Viewpoint #2: Gesture 

Instruction 

  • Introduce Gesture viewpoint: 

    • Write it on the board with simple definition: Gesture - Movements that communicate an emotion or idea
  • Ask: How does changing this change a story? 

Exploration 

  • Have students spread out across the room, standing up. 
  • Say various prompts and ask them to translate it into gestures

    • “Stop!” “Where are you?” “It stinks” “How could you do this to me?” “I love you” “I hate you” “come here” 

The What game

  • Explain that one person gets up and starts nonverbally miming an activity onstage/in the performance space area. The goal for the rest of the students is to figure out what the first student is doing, and the goal of the first student is to be clear and realistic in their miming, so everyone else can engage in the activity with them
  • Once you think you know what the activity is, you go up and join them.

Discussion

  • After each round of this, ask the following discussion questions

    • What were we doing? 
    • How did you know? 
    • What gestures were confusing?
    • If you didn’t get it, why not?

Group work

  • Explain that we will now focus on creating nonverbal performance using all gestures. 
  • Instruct students that, In pairs, they will create a performance showing a first date or job interview gone wrong through gesture.

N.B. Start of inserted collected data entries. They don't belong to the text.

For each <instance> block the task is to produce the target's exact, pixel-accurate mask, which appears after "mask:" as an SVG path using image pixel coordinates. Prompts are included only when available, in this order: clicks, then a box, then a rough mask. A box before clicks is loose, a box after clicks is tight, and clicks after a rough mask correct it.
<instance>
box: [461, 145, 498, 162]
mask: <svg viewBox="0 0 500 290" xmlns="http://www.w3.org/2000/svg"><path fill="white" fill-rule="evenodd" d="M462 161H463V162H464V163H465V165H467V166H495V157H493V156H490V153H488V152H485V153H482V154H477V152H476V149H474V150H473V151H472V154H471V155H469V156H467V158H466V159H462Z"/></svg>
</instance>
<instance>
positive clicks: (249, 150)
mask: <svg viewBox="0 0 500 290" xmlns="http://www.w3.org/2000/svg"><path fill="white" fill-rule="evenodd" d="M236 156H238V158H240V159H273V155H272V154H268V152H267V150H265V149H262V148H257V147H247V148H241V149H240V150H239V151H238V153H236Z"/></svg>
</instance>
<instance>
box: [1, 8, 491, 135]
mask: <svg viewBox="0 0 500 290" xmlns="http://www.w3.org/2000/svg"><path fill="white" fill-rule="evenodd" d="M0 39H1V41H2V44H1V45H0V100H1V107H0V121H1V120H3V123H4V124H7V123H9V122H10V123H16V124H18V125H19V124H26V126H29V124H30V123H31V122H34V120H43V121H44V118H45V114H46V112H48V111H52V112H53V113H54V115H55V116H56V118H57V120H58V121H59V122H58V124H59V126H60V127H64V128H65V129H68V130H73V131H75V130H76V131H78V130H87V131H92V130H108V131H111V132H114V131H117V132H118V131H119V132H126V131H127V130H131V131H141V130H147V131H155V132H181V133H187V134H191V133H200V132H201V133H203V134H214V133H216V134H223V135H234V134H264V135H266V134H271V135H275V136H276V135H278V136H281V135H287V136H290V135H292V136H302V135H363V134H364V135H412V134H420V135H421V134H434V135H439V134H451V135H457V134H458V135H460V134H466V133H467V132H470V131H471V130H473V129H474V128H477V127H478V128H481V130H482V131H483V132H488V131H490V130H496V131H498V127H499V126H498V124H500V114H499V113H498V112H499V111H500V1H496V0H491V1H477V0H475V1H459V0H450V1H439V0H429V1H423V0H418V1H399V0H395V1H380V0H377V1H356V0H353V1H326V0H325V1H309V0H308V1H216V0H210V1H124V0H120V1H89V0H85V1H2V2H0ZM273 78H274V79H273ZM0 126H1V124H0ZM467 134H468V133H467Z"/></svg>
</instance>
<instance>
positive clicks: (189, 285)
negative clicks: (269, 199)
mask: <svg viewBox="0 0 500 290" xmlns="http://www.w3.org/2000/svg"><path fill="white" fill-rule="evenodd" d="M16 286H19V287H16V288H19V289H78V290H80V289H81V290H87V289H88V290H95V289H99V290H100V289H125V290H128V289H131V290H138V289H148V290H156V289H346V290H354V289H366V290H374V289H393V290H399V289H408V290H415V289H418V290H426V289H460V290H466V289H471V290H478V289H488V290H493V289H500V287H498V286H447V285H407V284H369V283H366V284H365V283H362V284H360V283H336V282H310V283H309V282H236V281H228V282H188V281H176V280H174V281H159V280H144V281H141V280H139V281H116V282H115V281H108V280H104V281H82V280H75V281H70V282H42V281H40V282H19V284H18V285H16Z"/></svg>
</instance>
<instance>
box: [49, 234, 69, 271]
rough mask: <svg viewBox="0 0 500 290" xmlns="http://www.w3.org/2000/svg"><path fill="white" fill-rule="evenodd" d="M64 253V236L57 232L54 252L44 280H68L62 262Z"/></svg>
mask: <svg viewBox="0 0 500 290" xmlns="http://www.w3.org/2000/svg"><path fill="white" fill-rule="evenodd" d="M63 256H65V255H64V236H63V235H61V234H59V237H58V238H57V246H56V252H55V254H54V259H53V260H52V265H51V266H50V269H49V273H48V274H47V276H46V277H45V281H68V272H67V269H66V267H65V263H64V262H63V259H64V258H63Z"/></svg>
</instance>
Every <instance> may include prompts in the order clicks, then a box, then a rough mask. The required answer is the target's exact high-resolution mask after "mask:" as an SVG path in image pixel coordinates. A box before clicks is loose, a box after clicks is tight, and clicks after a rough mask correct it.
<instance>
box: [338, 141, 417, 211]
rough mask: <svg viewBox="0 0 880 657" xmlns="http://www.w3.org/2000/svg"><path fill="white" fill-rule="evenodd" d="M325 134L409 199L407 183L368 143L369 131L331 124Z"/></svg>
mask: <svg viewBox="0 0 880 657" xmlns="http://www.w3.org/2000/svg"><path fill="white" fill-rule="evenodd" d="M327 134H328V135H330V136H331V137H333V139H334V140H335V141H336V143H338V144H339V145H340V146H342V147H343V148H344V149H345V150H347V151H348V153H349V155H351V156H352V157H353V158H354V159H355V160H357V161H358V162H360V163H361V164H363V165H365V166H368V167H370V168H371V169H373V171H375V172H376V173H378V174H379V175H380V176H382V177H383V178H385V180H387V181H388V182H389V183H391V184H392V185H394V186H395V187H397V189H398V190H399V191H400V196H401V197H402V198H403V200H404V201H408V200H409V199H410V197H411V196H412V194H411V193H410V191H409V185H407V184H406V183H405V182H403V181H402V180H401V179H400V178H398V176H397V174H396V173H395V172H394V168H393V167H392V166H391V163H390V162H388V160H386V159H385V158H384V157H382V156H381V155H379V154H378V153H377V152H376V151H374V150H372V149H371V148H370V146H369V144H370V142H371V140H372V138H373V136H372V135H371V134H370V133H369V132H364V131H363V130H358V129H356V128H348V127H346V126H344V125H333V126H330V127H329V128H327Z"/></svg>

    • RULES of the performance: All nonverbal, focus on gesture, no killing/injuring in your scene, 30 seconds to 1 minute
  • Give students 5-10 minutes to rehearse

Performance

  • Call the class back together to perform. For time purposes, you may want to have 2 to 3 partnerships perform at a time. 
  • After each set of performances, ask the viewing students to think of a gesture that stood out to them while watching, and instruct them to replicate the gesture, even if it’s one that they wouldn't normally use. 

Self-Reflection

  • Instruct students to pull up the Self Reflection on Movement on Canvas and show students where to find it.
  • Give students time to complete the Self-Reflection on Movement on canvas.

    • If students aren’t happy with the score they received on Viewpoints of Time Quiz, they can retake it!